Sì tecnicamente lo è. I populisti erano un movimento nato in Russia precedentemente alla rivoluzione e all’affermarsi delle teorie marxiste, che teorizzava la scesa nelle campagne per mettersi al servizio del “virtuoso contadino russo”. La debolezza ideologica del populismo fu quella di idealizzare le masse popolari riconoscendo ad esse un innato istinto rivoluzionario ed un taumaturgico potere “buono” nelle loro mani callose. In questo senso sì, Grillo ha la tendenza a blandire la propria platea, a vedere nel cittadino italiano sempre e comunque una brava persona e dentro IL PALAZZO per lo più una selva di canaglie. Se sbaglia sulla prima ipotesi non implica che sbagli sulla seconda.

Nell’uso corrente invece non lo è. Se paragonato ai partiti italiani (per i quali vale appunto l’uso corrente) non lo è. Populista nell’uso corrente si intende qualcuno che raccoglie i (mal)umori popolari, non li ragiona, non li analizza, ma li sbandiera a gran voce in cerca di consenso. Borghezio è populista (via i negri!), Berlusconi è populista (meno tasse per tutti!), Mastella è populista (facciamo valere le ragioni del mio feudo!) mentre in questo senso Grillo non è populista o almeno non lo è del tutto o lo è meno della media politica italiana. Non c’era un diffuso e irrazionale malumore contro Calisto Tanzi e la Parlamalat che Grillo ha cavalcato, Grillo ha detto agli italiani che Calisto Tanzi stava loro mettendo le mani in tasca mentre i partiti raccoglievano i suoi lauti finanziamenti. Idem per Telecom e per le altre battaglie di una qualche rilevanza. Purtroppo le proposte cha ha portato in piazza al V-Day sono le più populiste del suo mazzo (ne terrei forse una su tre), ma proprio per questo le più idonee a raccogliere un consenso generalizzato.
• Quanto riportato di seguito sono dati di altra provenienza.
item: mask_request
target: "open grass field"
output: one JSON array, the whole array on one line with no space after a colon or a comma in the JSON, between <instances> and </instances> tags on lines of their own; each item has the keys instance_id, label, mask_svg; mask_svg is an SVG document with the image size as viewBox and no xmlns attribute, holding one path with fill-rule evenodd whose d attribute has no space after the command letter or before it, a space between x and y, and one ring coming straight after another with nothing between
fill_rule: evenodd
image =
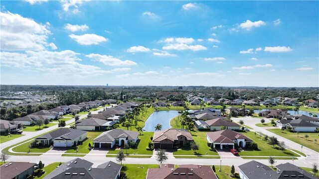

Non tutti avevamo Bond Parmalat, ma tutti abbiamo una classe dirigente di merda. Ergo, Grillo è furbo.

Tesi di Oliviero Diliberto.
“GRILLO E’ FASCISTA”

Diliberto in vita sua ha visto migliaia di manifestazioni sotto la bandiera rossa e qualche teppaglia raggruppata, tipo Reggio Calabria, sotto una bandiera nera. Siccome a Bologna non c’era una bandiera rossa  (e soprattutto visto che nessuno ha invitato lui che è il piu’ comunista di tutti), egli ne deduce che ce ne sia una nera con teschi e fasci littori occultata da qualche parte. Se Diliberto ha il bus del cervello a 1 bit (rosso/nero invece che 0/1), io non posso farci niente.

 

Tesi di Pierferdinando Casini.
“GRILLO CE L’HA CON BIAGI! LA STATUETTA DI BIAGI CHE HO SUL COMODINO PIANGE! GRILLO E’ AMICO DEI TERRORISTI!”

C’è bisogno di commentare?

 

Tesi di Bertinotti.
“GRILLO RIEMPIE I VUOTI LASCIATI DALLA POLITICA”

Grillo parla di ambiente. Grillo parla di democrazia partecipativa. Grillo parla di legalità a cominciare dalla classe dirigente economica e politica. Grillo parla di PRECARIATO.(*)

Chi ha lasciato che ci fosse un vuoto politico su questi temi? Berlusconi?
Questi non sono temi di destra, se ne è accorto Bertinotti?
E se si è accorto di averlo creato lui quel vuoto, perché non si toglie dai coglioni e si porta via pure Giordano?


Tesi dei politici in genere.
“GRILLO E’ L’ANTI-POLITICA(**)”

Fin’ora, a parte la strategia comunicativa più efficace e pittoresca, le battaglie di Grillo somigliavano più che altro a quelle che ci si aspetta da un’associazione di consumatori o da un comitato cittadino: telefonia, prodotti finanziari, prodotti alimentari, principio di precauzione ambientale, urbanistica etc… Come mai nessuno lo aveva accusato di antipolitica? I comitati dei consumatori sono l’antipolitica? Non erano parte di quella “società civile” che i politici blandiscono e corteggiano in continuazione?
Perché adesso per i nostri esponenti politici Grillo è diventato di colpo l’anti-politica?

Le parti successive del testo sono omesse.